Randy Ruiz’s career had already taken him to a myriad of places by the time he signed with the Tohoku Rakuten Golden Eagles earlier this month.
Still, a move from the U.S. to Sendai can be an eye-opener for anybody.
“You know what, it’s different,” Ruiz said. “I’m liking it. I’m always up for something new. That’s the New York in me, the Spanish in me. We like to see new things. We like to explore instead of being in one place.”
The Eagles and Ruiz are still taking things slow, as the power hitter feels his way around the NPB in hopes of helping the team turn its season around.
Still adjusting and working out the kinks, Ruiz made a splash in his fourth game with the club on June 5. With his team trailing the Yokohama BayStars by a run in the ninth, he hit a go-ahead two-run homer that sailed clear out of Yokohama Stadium. The Eagles went on to win 5-4.
For an encore, he hit another pinch-hit blast the next night at Tokyo Dome against the Yomiuri Giants.
“I still a have lot of work to do,” Ruiz said. “I haven’t played in awhile. When I was in Toronto (with the Toronto Blue Jays), I was coming off the bench and I only got 40 at-bats. I just have to keep working at it. Hopefully my timing comes soon.”
Ruiz was drafted by the New York Mets in 1996, but played for nine different organizations before making his big league debut on Aug. 1, 2008 with the Minnesota Twins.
He was with the Blue Jays last season, when he was struck in the face with a pitch from New York Yankees hurler Josh Towers.
“It was 0-2, bases loaded,” Ruiz said. “I was diving and the next thing I know he tried to come in and brush me off. The pitch just kept on running up and hit me right in the face. No damage, no nothing. Just a sore lip, that’s it.”

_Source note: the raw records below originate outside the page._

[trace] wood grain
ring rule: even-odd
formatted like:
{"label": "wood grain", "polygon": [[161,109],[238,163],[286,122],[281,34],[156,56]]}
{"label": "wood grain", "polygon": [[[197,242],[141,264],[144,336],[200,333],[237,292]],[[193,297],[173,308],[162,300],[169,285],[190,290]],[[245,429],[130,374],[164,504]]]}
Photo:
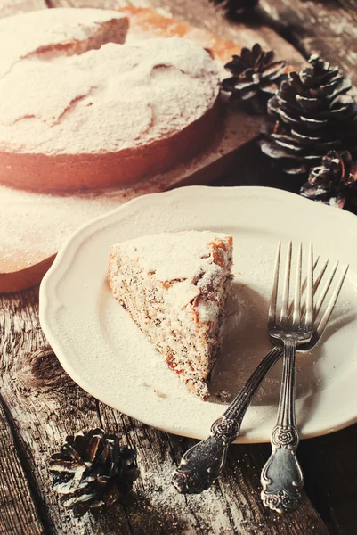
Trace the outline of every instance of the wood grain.
{"label": "wood grain", "polygon": [[260,0],[265,19],[302,54],[318,54],[357,85],[356,0]]}
{"label": "wood grain", "polygon": [[0,399],[0,533],[44,532]]}
{"label": "wood grain", "polygon": [[[2,297],[0,325],[0,391],[18,448],[26,459],[27,474],[33,474],[36,505],[46,533],[328,532],[307,498],[298,513],[288,516],[280,517],[263,507],[259,477],[267,457],[266,446],[231,448],[225,474],[213,489],[200,496],[177,493],[169,482],[170,473],[193,441],[128,418],[77,386],[61,367],[39,327],[37,290]],[[89,514],[75,519],[52,490],[47,462],[67,434],[98,425],[122,434],[125,443],[136,448],[141,477],[133,494],[98,522]],[[13,460],[9,462],[17,465]],[[3,478],[0,473],[4,488],[6,480]],[[8,492],[7,499],[10,497]],[[1,523],[0,516],[0,533]],[[38,526],[33,523],[32,531],[27,530],[26,534],[32,535],[38,532]]]}
{"label": "wood grain", "polygon": [[[64,0],[52,3],[65,4]],[[89,4],[81,0],[66,4]],[[104,1],[92,2],[95,7],[101,4],[104,7]],[[124,4],[106,0],[105,7]],[[160,2],[152,0],[150,4],[157,6]],[[165,5],[177,18],[204,27],[223,38],[239,41],[242,26],[224,21],[206,0],[166,0]],[[0,14],[40,7],[45,7],[40,0],[2,2]],[[267,47],[277,50],[273,43],[278,43],[279,48],[282,39],[265,29],[257,24],[243,32],[247,39],[244,44],[252,44],[259,34],[260,42],[264,39]],[[291,46],[287,50],[291,58],[296,58],[295,64],[303,62]],[[239,174],[246,184],[272,184],[274,178],[274,185],[294,189],[291,183],[284,182],[285,178],[274,177],[266,163],[256,146],[249,145],[245,161],[237,160],[218,183],[236,184]],[[280,517],[263,509],[259,476],[269,455],[267,445],[232,447],[227,469],[212,490],[199,497],[182,497],[167,485],[167,477],[192,441],[149,428],[97,402],[77,387],[61,368],[44,337],[38,323],[37,300],[37,289],[0,297],[1,535],[357,532],[357,425],[330,436],[304,440],[300,445],[306,490],[329,531],[307,499],[299,513],[288,516]],[[89,515],[76,520],[62,508],[52,490],[47,460],[67,433],[96,425],[122,433],[124,441],[137,449],[141,477],[132,496],[98,522]]]}

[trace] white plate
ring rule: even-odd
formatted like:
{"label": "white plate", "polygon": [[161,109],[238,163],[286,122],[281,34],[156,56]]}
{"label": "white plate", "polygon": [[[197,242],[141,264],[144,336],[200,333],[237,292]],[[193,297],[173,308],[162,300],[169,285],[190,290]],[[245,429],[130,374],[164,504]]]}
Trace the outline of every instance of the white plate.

Ruiz is embracing his fresh start in Japan and is still learning the ropes in the NPB. He’s had a rough transition thus far, batting .192 with two homers and four RBIs in 10 games.
“I’m just going to go out there and give it my all,” Ruiz said. “I’m not going to put any pressure on myself. Just going to go out there and learn from Yami (Takeshi Yamasaki) and Nori (Norihiro Nakamura).
“They’re the veteran guys here. They can help me out a lot. I’m going to talk to them, pick their brains a bit, and hopefully I can get rocking and rolling quick.”
Rightful heir: In all likelihood, a member of the Orix Buffaloes will be named interleague MVP, but Fukuoka Softbank Hawks left-hander Tsuyoshi Wada is the king of the NPB’s midseason competition.
Wada dispatched the Yomiuri Giants on Saturday to improve his record to 5-0 with a 2.18 ERA during the 2010 interleague campaign. Since the format was introduced in 2005, Wada has a NPB-best 18 victories.
Wada’s five wins this year leaves him with an overall 9-3 mark on the season and tied with teammate Toshiya Sugiuchi (9-2) for the NPB lead in wins.
Uncivil war: With the exception of a pair of makeup games, the NPB’s interleague schedule has ended with the Orix Buffaloes on top. The Buffaloes’ ascension marks the sixth straight year a Pacific League club has emerged as the interleague champion.
The Pa. League has dominated the interleague schedule this season, entering Monday’s makeup game with a 80-56 advantage.